Switching a client to Wordpress
I’m working with a client who has a brochure-type website to which he periodically posts articles. This website was created several years ago, nominally in ASP, but the site consists of mostly static content, with one lonely contact form.
The client is looking for a few changes: he wants to strongly encourage visitors to provide him with their email address before reading articles on the site. To this end, he wants to present users with a squeeze page when they visit an article: they will be asked to provide their email address, but can opt-out of this and proceed to the article.
Additionally, he is publishing a book and wants to include links in the text to up-to-date content on his website content. He wants these links to look good, like http://www.example.com/book/guitar-manufacturers-in-england, for example.

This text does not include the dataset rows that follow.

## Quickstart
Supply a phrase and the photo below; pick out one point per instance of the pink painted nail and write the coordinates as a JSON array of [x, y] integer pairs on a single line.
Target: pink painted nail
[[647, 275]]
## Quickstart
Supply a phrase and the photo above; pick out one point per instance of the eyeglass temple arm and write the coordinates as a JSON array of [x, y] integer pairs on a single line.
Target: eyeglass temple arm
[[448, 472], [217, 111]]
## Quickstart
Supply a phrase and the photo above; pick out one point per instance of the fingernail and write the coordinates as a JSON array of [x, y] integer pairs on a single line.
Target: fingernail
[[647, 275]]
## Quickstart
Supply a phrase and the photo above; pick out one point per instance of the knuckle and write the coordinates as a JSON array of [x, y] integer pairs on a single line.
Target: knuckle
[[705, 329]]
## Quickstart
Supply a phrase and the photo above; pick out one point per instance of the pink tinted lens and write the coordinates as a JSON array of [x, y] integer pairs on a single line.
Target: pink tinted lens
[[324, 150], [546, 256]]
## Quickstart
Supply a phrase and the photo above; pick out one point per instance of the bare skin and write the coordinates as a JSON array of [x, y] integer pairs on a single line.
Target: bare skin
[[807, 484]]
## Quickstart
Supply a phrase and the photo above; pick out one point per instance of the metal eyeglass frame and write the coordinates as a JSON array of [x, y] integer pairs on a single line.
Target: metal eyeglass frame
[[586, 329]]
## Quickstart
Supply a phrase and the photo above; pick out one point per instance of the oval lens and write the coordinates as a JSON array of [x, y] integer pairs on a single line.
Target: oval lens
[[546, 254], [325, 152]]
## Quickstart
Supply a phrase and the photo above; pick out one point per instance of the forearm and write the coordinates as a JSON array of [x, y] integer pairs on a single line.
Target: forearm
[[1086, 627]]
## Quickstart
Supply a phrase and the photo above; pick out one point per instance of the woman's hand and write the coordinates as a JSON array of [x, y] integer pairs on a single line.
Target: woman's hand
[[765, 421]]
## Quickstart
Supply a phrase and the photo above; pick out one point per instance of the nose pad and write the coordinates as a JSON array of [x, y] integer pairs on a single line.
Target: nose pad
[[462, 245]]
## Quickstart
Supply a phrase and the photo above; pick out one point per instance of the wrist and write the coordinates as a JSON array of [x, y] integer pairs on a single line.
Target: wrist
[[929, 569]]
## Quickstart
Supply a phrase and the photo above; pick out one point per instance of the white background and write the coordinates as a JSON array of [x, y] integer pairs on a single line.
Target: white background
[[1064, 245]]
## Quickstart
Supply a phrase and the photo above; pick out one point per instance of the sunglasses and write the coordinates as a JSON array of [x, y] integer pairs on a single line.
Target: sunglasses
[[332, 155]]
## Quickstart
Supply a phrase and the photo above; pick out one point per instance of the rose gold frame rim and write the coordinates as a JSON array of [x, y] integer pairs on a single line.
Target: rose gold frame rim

This seems to be a client who would be better suited with Wordpress than with his current system. He’s publishing periodic articles, and he has some business services to sell, so he needs brochure-type pages.
Wordpress can easily support these needs. It offers blog posts, which would suit the articles, and pages, which would suit the non-chronological content. It would be easy to reimplement his template in wordpress’s templating system. There are plugins to do most of the work for the email collection system, and the squeeze page could be integrated. The pretty links for the book could be supported directly and easily if running on Apache, and with a bit more difficulty under IIS.
Then there’s the question of platforms, and switching away from the all-Microsoft solution. Wordpress works only with MySQL and requires PHP. It’s much better to run it under Apache, and it doesn’t matter if the OS is Windows or Linux.
The advantages of Wordpress are that it is easy for the client to post articles and SEO-type functionality is vastly improved – blog feeds are built in, and plug and play plugins are available for generating google sitemaps and integration with google analytics. The implementation would have to setup 301 permanent redirects for the current .asp pages, which would impose no additional burden beyond that imposed by implementing the pretty links for the book.
This would be an upsell, but it would perhaps give the client functionality they’ve been wanting, and would make many future improvements cheaper, in some cases trivially cheap.